OPTIM: freq-ctr: don't take the date lock for most updates

It's amazing that the value was still incremented under the date lock,
let's first use an atomic increment for the counter and move it out of
the date lock to reduce contention. These are just counters, we don't
need to take locks if we're not rotating, atomic ops are enough. This
patch does this, and leaves the lock for when the period is over. It's
important to note that some values might be added just before or just
after a rotation but this is not a problem since we don't care if a
value is counted in the previous or next period when it's exactly on
the edge. Great care was taken to ensure that the current counter is
always atomically updated.

Other minor cleanups were performed, such as avoiding to reload the
value from memory after a CAS, or using &~1 instead of two shifts to
remove the lowest bit.
diff --git a/include/proto/freq_ctr.h b/include/proto/freq_ctr.h
index 953e21b..da4f82f 100644
--- a/include/proto/freq_ctr.h
+++ b/include/proto/freq_ctr.h
@@ -35,20 +35,31 @@
 static inline unsigned int update_freq_ctr(struct freq_ctr *ctr, unsigned int inc)
 {
 	int elapsed;
-	unsigned int tot_inc;
 	unsigned int curr_sec;
 
+
+	/* we manipulate curr_ctr using atomic ops out of the lock, since
+	 * it's the most frequent access.

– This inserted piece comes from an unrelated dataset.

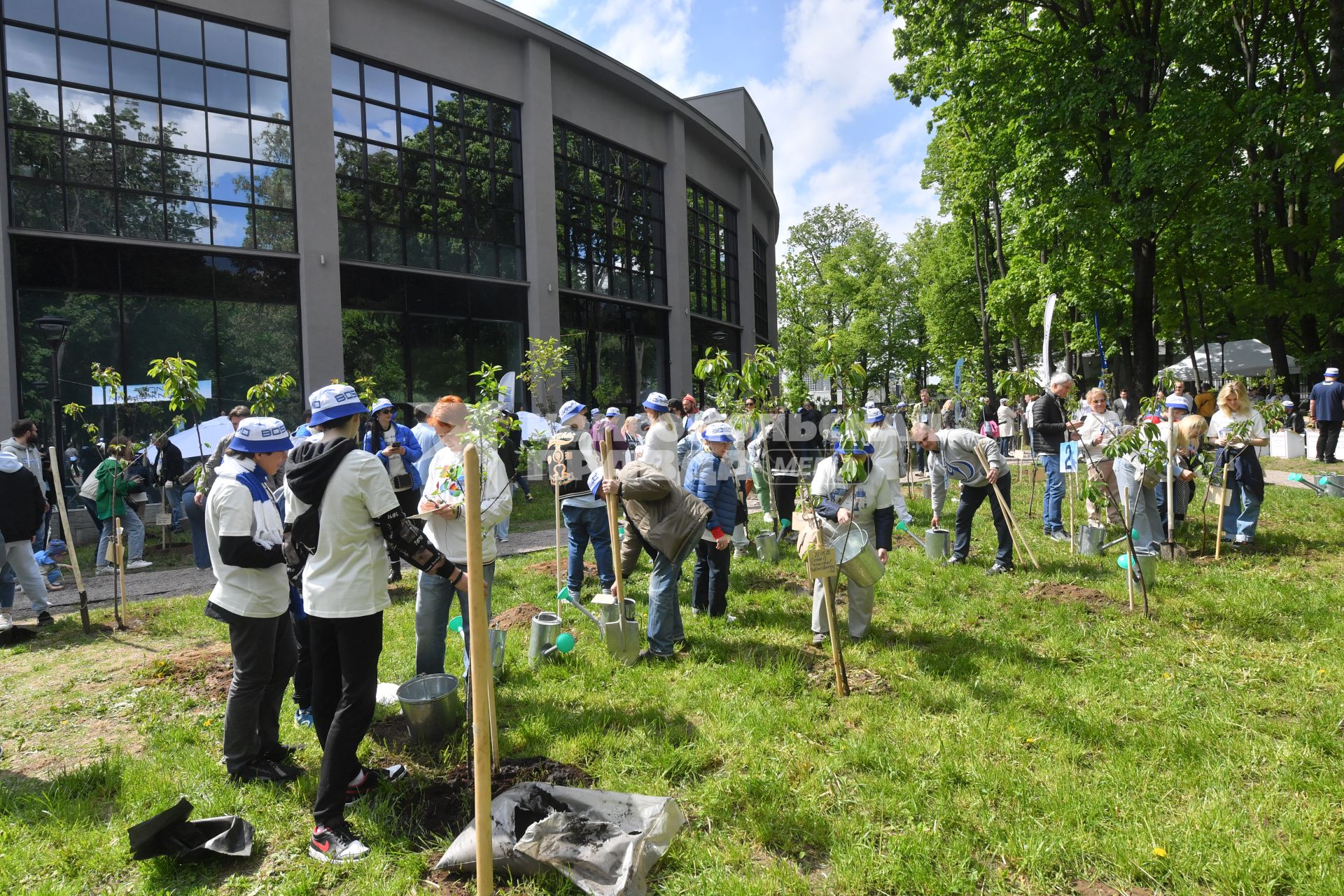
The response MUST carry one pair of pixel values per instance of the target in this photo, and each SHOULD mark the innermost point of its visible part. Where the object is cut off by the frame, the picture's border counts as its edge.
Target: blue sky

However if we detect that a change
+	 * is needed, it's done under the date lock. We don't care whether
+	 * the value we're adding is considered as part of the current or
+	 * new period if another thread starts to rotate the period while
+	 * we operate, since timing variations would have resulted in the
+	 * same uncertainty as well.
+	 */
+	curr_sec = ctr->curr_sec;
+	if (curr_sec == (now.tv_sec & 0x7fffffff))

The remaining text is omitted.